FORT CARSON, Colorado -- As the active-duty Army cuts 40,000 troops from its ranks over the next couple of years, Army Medicine is working to increase the number of Soldiers that are medically available to deploy.

The active-duty Army currently has 490,000 Soldiers, but military records show that 16 percent of that force is nondeployable -- that means only 347,900 Soldiers are ready to accomplish their war-time mission.

"As we decrease our total troop strength to 450,000 we also have to be able to cut that non-deployable percentage," said Lt. Col. Dave Hamilton, deputy commander for health and readiness at Fort Carson's Medical Department Activity. "Just by cutting it in half to 8 percent we can actually increase the number of available Soldiers (355,500) to our force, to our commanders."

To help decrease the number of nondeployables, Army Medicine's Medical Readiness Transformation is launching the Commander Portal June 1. This new system will allow company command teams to view their units' overall readiness on one system.

"The Commander Portal is going to give commanders and first sergeants a quick overview of their company's medical status," said Hamilton. "We are trying to give them the tools they need to easily manage their units' medical readiness. This will give them a level of predictability for medical readiness that they will be able to work into their training schedule."

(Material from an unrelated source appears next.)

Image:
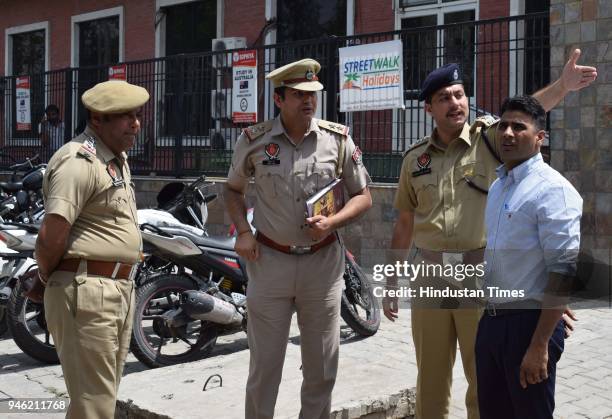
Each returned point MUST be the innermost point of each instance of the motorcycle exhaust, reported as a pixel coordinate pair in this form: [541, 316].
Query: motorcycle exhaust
[202, 306]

The portal not only gives a snapshot of a unit's current readiness, but also what their medical readiness will be in 7, 30, 60 and 90 days. Hamilton said that commanders will be able to use the site's "action items" to get a by name list of Soldiers who are delinquent or will soon be delinquent in certain areas. It will show what Soldiers are in need of items such as their Periodic Health Assessment, immunizations or annual dental exam. The company command team will also be able to see at a glance which of their Soldiers have medical profiles.

"Through the Medical Readiness Transformation we are redesigning the process of medical profiles, which document a Soldier's temporary and permanent medical condition as well as any functional limitations," said Lt. Gen. Nadja West, the Army's surgeon general. "Soldiers will no longer have overlapping temporary profiles and will instead have a single active profile for all conditions."

Instead of having separate profiles for a knee injury, a back problem and dental surgery, the new e-profile gives a Soldier one profile with all the information and limitations on one document. The e-profile will not only show a Soldier's current profiles, but also shows the number of profiles and how many days that Soldier has been on profile over the past 24 months.

"When I was a company commander, Soldiers would have to bring paper copies of their profiles to the company training room," said Hamilton. "The first sergeant would then have to review them and if he had any questions he would have to talk to the unit's medical officer to see what the Soldiers' limitations were.

"This new system will let them look at all of their unit's medical readiness on one portal and then scroll down the list of their Soldiers and click on a Soldiers profile," Hamilton added. "From the profile the commander or first sergeant will be able to communicate directly with the provider through a secure system."

"A Soldier's health is an essential component of his or her readiness. And everything we are doing in Medical Readiness Transformation is designed to enhance Soldier medical readiness," said West. "Subsequently this transformation will enable commanders and my medical staff to more easily manage the readiness or our Soldiers, reducing the number of medically non-deployable Soldiers and retaining combat power."